Due to the Coronavirus lockdown, online home learning is in high demand for parents who have been trying to adapt to the challenges of their children being home schooled for 2 months and are now unlikely to go back to school until September.
Yet, concerns have been raised about the online safety of children during the COVID-19 lockdown. Legally, if someone wants to work in a school, criminal checks and DBS verification is compulsory. But, incredibly, the private tuition space has no DBS regulation at all. It is left completely up to a parent to find out if a tutor is acceptable without any resources to help them make the best decision.
Many private tutors, who may also be school teachers, have a DBS check, however, many do not, and can openly work with kids in a private setting. This loophole must be closed as it’s risking the online safety of children. The government have, in effect, failed to regulate the safety of our children.
Europol has called the increased online activity by “those seeking child sexual abuse material” the “most worrying” aspect of the coronavirus pandemic’s affect on crime in Europe.
Europol’s executive director Catherine De Bolle on Monday (18 May) warned MEPs that children could be more exposed as they can use less secure online educational applications.
Tanvir Malik Mukhtar, director of Scholar Hub, an online live tutoring initiative that has over 3,000 fully vetted tutors said, “as a result of the lack of government regulation to protect the learning safety of our children, I started working on designing an online only tuition platform called Scholar Hub, allowing parents an informed choice of tutors. I wanted all educators of children under 16 to be either DBS checked or have enhanced, digital background verification checks as a strict policy.”

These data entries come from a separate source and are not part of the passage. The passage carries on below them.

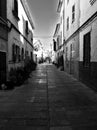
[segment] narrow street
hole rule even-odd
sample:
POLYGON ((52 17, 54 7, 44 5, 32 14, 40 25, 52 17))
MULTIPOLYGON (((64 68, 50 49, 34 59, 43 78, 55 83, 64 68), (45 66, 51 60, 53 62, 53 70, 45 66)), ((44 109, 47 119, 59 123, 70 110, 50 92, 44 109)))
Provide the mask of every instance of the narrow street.
POLYGON ((97 93, 51 64, 0 91, 0 130, 97 130, 97 93))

However, many parents still rely on finding a local teacher for academic, musical or sports tuition – and there is no legal requirement on the thousands of self-employed private tutors in the UK to undergo a criminal record check which would reveal details of any child sex offences. This is in stark contrast to jobs such as accountants, vets and even traffic wardens, whose work does not directly involve children.
According to the Office for National Statistics, last year, the police in England and Wales recorded 73,260 sexual offences where the victims were identified as children. This is a rise of 15% on the previous year. Sexual abuse has also become the most common type of abuse counselled by Childline in recent years and the most commonly reported type of abuse by adults calling the National Association for People Abused in Childhood’ helpline in the year ending March 2019.
This is why it is imperative that child tutoring is immediately regulated by the government and a loophole, that could leave thousands of children at risk of harm, is closed. It should be compulsory that anyone who teaches a child and has regular one-on-one lessons with that child must be background checked by law. This requirement has now come into sharp focus due to the entire nation of our schoolchildren currently studying at home.
The Government must regulate this space to ensure criminal checks on all tutors immediately as it is in the national interest for child safety – especially during the Coronavirus crisis lockdown that has forced millions of children to learn online.